Struggling with the "Umbral Algebra"

Question

I am reading a lot of papers and material that deal with "Umbral Calculus" and "Umbral Algebra" and am finding myself very confused and am hoping I can get a little more clarity. For those willing to help i should let you know that most, if not all, the material i will be referencing comes from a publication by Steven Roman and Gian-Carlo Rota called "The Umbral Calculus". Section three deals with "The Umbral Algebra"

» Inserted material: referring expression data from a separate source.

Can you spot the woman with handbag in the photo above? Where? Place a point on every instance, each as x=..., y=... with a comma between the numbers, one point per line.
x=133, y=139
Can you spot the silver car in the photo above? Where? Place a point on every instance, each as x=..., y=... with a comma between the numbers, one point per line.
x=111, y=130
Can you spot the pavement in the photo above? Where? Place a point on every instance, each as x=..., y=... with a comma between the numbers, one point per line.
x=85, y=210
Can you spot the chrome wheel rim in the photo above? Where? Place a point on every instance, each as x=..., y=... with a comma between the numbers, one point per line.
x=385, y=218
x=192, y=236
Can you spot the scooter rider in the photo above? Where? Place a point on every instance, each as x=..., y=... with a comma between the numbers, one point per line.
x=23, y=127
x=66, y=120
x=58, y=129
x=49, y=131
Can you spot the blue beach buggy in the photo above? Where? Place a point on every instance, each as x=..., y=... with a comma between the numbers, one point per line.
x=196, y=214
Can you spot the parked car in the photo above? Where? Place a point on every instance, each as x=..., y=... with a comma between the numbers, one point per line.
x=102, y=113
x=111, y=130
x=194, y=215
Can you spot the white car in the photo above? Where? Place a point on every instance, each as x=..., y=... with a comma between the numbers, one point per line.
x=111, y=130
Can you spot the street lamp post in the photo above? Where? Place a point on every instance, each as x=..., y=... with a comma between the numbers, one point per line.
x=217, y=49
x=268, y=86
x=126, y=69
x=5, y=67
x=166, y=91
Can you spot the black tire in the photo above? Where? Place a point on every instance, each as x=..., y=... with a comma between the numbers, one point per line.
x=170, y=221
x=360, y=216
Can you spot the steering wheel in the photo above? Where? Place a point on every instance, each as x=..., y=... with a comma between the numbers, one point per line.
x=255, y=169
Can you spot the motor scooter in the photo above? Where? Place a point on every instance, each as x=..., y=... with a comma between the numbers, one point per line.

Let $P$ be a commutative algebra of all polynomials in a single variable $x$ with coefficients in a field $K$ of characteristic zero and let $P^*$ be the vector space of all linear functionals on $P$. Denote the action of a linear functional on a polynomial by

$$\langle L\mid p(x)\rangle$$

From here $P^*$ is made into an algebra by allowing the product of two linear functionals $L$ and $M$ to be defined as

$$\langle LM\mid x^n\rangle=\sum_{k=0}^n\binom{n}{k}\langle L \mid x^k\rangle \langle M\mid x^{n-k}\rangle$$

Now that the product is defined, it is mentioned that this umbral algebra is related to the algebra of real functions under convolution. Let $f$ and $g$ be functions such that

$$\int_{-\infty}^\infty f(x)x^n dx \text{ and }\int_{-\infty}^\infty g(x)x^n dx$$

are defined for all integers $n\ge 0$. This is where I get confused pretty hardcore. The paper now defines linear functionals $L_f$ and $L_g$ by

$$\langle L_f \mid p(x)\rangle=\int_{-\infty}^{\infty}f(x)p(x)dx$$ $$\langle L_g \mid p(x)\rangle=\int_{-\infty}^{\infty}g(x)p(x)dx$$

Then it states the product $L_fL_g$ is the linear functional

$$\langle L_f L_g \mid p(x)\rangle=\int_{-\infty}^{\infty}h(x)p(x)dx$$

where

$$h(x)=\int_{-\infty}^{infty}f(t)g(x-t)dt$$

Here is my first question: Under the assumption that $\langle L\mid p(x)\rangle$ was defined as "the action of a linear functional on a polynomial", is it also true that the action of a linear functional on a polynomial is itself a linear functional? This would seem true by definition alone, but verification helps.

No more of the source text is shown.